"She's a pretty amazing person. We were cracking jokes, it was really nice."
That friendship resulted in the pair heading to Nashville and recording the songs for what would become Del Rey's second album, Ultraviolence.
It happened, like many of Auerbach's producing projects, out of the blue - and that's just the way he likes it.
"What was supposed to be three days turned into close to two weeks. It just happened ... it was so spontaneous. That's important, it's the thing that makes it feel exciting."
Auerbach has turned his hand to many different producing projects, and says he'd love to do more if he had more time - "which I don't".
"Luckily, because I make my living touring, I don't rely on production work for a living so I get to pick and choose what I'm doing. I only work with acts or bands or artist that I really love and respect and want to work with," he says.
Five acts Dan Auerbach made better
• Nomad - Bombino
(Nonesuch 2013)
The North African guitarist and band headed to Auerbach's Nashville studio to record a series of jams, which, while delivered in the electric-blues tradition of nomadic, desert-dwelling Tuareg musicians, resulted in a hypnotic album that rises above worthy World music. Auerbach treated him like any other client, a sound to be enhanced with multi-tracking not just preserved. "He's not a f***ing desert-dweller that lives in a cave," Auerbach told Mojo, "so I didn't treat him like that".
• Locked Down - Dr John
(Nonesuch 2012)
Auerbach approached New Orleans legend Dr John with the idea to make a record that would push him out of his comfort zone. "It was really apparent to me that Mac still has a whole lot of enthusiasm for what he does," Auerbach told The Telegraph. "I just wanted him to make a record he could be really proud of. I didn't want to recreate anything, just to do something fresh, but informed by those old records of Mac's that I love."

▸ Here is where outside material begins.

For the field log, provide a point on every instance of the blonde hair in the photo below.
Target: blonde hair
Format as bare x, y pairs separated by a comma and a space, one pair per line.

• Ultraviolence - Lana Del Rey
(Interscope)
This could have been the album that saw Lana Del Rey dismissed as a one-album pop culture wonder. Instead, Auerbach helped her deliver an ultra-personal album full of brilliantly pouty ballads. "Every criticism that I'd ever heard about her was proven wrong," he told Rolling Stone. "From how great the songs were to how confident she is as a musician to her singing every song live ... nobody does that."
• Hypnotic Nights - Jeff the Brotherhood
(Third Man)
Auerbach helmed the Nashville stoner-rock act's 2012 album, adding harmonies to their fuzzy rawk. The band admits they were nervous: "You don't want to get yourself into a situation where you have to worry about him talking over your opinion, like, if his opinion is so overbearing," they told Fuse.TV. "But Dan was not like that at all -- he was hilarious to work with."
• Lasan - Michael Kiwanuka
(single)
This 2012 duet showed it wasn't just guitar rawk that got Auerbach up in the morning. In fact, his gentle, piano-based b-side collab with the retro soul singer may have led him towards the mopier sounds of Turn Blue. Lasan was recorded during tour downtime, and Kiwanuka called the collaboration "lucky," but the overwhelmingly positive response means there's demand for more.